O mercado de trabalho por aplicativo ou “uberização” do trabalho tem sido uma tendência cada vez mais comum no Brasil e ameaça o acesso aos direitos do trabalhador. Chamado empreendedorismo próprio, o novo modelo de trabalho, na teoria, se coloca como mais flexível, no qual o profissional presta serviços conforme a demanda. Mas a longo prazo, pode refletir na falta de acesso a direitos trabalhistas.
A advogada trabalhista de Coronel Fabriciano, Aline Regina Camilo da Silva, lembra que esse modelo de trabalho é defendido por algumas empresas, especialmente as de tecnologia sob o argumento de trazer mais flexibilidade para ambas as partes, assim o profissional seria “o seu próprio chefe” e responsável pelo gerenciamento do seu tempo.

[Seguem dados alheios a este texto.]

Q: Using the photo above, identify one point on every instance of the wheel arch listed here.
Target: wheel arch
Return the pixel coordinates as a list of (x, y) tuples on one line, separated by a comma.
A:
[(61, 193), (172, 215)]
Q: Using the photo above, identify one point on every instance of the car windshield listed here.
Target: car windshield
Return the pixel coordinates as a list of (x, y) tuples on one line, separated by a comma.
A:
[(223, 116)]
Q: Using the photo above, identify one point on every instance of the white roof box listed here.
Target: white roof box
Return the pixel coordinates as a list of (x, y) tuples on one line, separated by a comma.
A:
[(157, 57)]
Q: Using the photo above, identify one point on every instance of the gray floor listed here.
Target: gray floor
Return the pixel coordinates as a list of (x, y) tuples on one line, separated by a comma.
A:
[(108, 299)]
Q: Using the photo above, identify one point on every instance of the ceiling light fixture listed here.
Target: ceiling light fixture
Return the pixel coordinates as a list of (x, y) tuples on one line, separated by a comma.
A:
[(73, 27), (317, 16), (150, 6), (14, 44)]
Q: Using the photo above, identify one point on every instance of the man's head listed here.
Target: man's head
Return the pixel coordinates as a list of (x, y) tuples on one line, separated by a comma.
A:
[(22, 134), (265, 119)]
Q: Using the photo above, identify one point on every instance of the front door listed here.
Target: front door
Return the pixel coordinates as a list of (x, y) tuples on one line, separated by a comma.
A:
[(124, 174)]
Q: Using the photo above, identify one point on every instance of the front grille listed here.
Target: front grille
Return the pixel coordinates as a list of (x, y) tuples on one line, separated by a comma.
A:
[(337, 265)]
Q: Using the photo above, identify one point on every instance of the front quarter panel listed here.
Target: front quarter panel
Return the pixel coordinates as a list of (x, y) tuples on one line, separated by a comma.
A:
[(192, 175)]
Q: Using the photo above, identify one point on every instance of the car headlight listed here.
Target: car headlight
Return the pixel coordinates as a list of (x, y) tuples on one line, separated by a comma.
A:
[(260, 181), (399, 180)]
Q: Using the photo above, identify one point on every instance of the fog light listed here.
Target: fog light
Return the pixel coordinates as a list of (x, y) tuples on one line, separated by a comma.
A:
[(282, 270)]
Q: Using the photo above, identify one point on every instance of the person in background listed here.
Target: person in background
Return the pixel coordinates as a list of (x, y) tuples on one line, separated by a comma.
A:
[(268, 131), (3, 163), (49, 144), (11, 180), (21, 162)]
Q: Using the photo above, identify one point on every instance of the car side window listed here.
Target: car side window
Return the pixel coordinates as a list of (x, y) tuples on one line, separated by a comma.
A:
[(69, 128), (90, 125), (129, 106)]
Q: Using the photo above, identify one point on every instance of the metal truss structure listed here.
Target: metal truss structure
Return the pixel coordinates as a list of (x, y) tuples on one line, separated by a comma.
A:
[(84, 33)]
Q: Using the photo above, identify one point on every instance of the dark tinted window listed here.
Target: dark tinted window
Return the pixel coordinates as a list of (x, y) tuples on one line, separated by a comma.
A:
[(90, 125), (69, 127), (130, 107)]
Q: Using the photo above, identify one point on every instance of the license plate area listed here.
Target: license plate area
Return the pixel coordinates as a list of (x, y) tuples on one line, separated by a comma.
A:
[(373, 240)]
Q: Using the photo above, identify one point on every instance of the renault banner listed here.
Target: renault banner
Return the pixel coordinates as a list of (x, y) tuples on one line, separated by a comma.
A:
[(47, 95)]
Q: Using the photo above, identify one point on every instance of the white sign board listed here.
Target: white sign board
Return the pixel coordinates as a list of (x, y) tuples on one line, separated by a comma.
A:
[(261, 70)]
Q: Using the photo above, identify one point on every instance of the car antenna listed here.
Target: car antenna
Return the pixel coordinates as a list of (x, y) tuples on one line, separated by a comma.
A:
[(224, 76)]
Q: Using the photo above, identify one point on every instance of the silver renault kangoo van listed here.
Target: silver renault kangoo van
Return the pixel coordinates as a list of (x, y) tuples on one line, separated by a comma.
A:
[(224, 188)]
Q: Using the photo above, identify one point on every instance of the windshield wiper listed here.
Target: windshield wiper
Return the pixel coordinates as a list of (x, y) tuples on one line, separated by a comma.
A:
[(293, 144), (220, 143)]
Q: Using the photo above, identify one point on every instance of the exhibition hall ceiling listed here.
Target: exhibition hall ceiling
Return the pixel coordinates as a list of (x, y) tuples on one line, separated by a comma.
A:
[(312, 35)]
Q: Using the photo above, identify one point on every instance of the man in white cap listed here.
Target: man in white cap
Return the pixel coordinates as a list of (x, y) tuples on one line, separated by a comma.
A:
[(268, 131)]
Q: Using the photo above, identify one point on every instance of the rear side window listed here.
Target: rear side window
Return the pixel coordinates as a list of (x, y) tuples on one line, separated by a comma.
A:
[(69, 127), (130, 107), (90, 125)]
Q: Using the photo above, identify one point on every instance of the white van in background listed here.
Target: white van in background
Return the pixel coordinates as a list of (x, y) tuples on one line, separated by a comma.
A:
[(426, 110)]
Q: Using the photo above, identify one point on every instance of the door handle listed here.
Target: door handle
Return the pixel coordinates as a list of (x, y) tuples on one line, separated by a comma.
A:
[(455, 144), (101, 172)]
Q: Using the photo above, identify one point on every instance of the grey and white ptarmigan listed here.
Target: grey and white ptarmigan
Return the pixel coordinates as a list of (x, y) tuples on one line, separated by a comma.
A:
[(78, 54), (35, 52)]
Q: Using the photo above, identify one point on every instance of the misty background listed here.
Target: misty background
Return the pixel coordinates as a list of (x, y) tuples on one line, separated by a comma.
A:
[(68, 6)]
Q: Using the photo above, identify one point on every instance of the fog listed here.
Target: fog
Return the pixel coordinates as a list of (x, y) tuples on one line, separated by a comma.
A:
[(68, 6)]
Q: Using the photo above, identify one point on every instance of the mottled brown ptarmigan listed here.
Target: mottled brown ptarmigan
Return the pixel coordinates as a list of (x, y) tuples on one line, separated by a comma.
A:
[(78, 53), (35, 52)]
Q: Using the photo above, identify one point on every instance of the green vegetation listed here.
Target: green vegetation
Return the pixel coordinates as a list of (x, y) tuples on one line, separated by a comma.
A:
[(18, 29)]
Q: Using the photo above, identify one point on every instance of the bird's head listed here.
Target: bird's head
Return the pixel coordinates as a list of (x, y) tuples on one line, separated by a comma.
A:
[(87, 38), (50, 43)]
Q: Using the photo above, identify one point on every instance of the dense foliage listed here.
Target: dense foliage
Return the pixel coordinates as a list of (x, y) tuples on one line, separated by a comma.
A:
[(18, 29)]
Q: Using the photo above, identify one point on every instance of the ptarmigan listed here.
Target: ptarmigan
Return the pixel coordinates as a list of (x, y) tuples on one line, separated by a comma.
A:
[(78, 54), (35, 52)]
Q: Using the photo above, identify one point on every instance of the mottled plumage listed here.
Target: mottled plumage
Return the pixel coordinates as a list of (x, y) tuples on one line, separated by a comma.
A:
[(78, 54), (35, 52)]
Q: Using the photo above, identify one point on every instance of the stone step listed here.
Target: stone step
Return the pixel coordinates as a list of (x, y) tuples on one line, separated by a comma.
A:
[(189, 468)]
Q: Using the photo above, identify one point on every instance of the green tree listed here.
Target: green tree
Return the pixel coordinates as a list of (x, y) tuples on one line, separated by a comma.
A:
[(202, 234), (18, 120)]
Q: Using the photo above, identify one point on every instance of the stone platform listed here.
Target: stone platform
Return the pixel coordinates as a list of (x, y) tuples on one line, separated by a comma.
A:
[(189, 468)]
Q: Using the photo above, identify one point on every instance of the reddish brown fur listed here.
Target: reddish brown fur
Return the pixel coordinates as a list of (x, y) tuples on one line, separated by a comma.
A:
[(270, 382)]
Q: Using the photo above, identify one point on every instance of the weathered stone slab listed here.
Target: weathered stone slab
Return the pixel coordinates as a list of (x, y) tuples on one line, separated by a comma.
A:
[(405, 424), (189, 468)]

“A adoção dessa uberização no mercado de trabalho aumenta a precarização das condições de trabalho, visto que no trabalho ‘uberizado’ o trabalhador não possui vínculo empregatício com as plataformas", analisa.
Aline Camilo também avalia que o empreendedorismo de si mesmo não significa necessariamente abrir um negócio. "Trata-se, na verdade, de um compromisso pessoal de investir em seu próprio crescimento e bem-estar, eu considero que empreender é a arte de desenvolver suas habilidades, mentalidade e paixões visando alcançar uma vida almejada", aponta.
Arquivo Pessoal
A advogada trabalhista Aline Regina Camilo da Silva alerta para que o trabalhador esteja atento às evoluções legais
Trabalhadores desassistidosMas para ela, se esta tendência de trabalho uberizado tornar-se ainda mais habitual no Brasil, o impacto será maior nas pessoas desassistidas. "O empreendedorismo não é ensinado nas escolas regulares, muitos se adaptarão e poderão sim sobressair-se, outros padecerão sem o recolhimento de contribuições previdenciárias e não terão sequer a opção de adoecer e afastar-se do trabalho, uma vez que não terão direito a benefícios previdenciários", avalia.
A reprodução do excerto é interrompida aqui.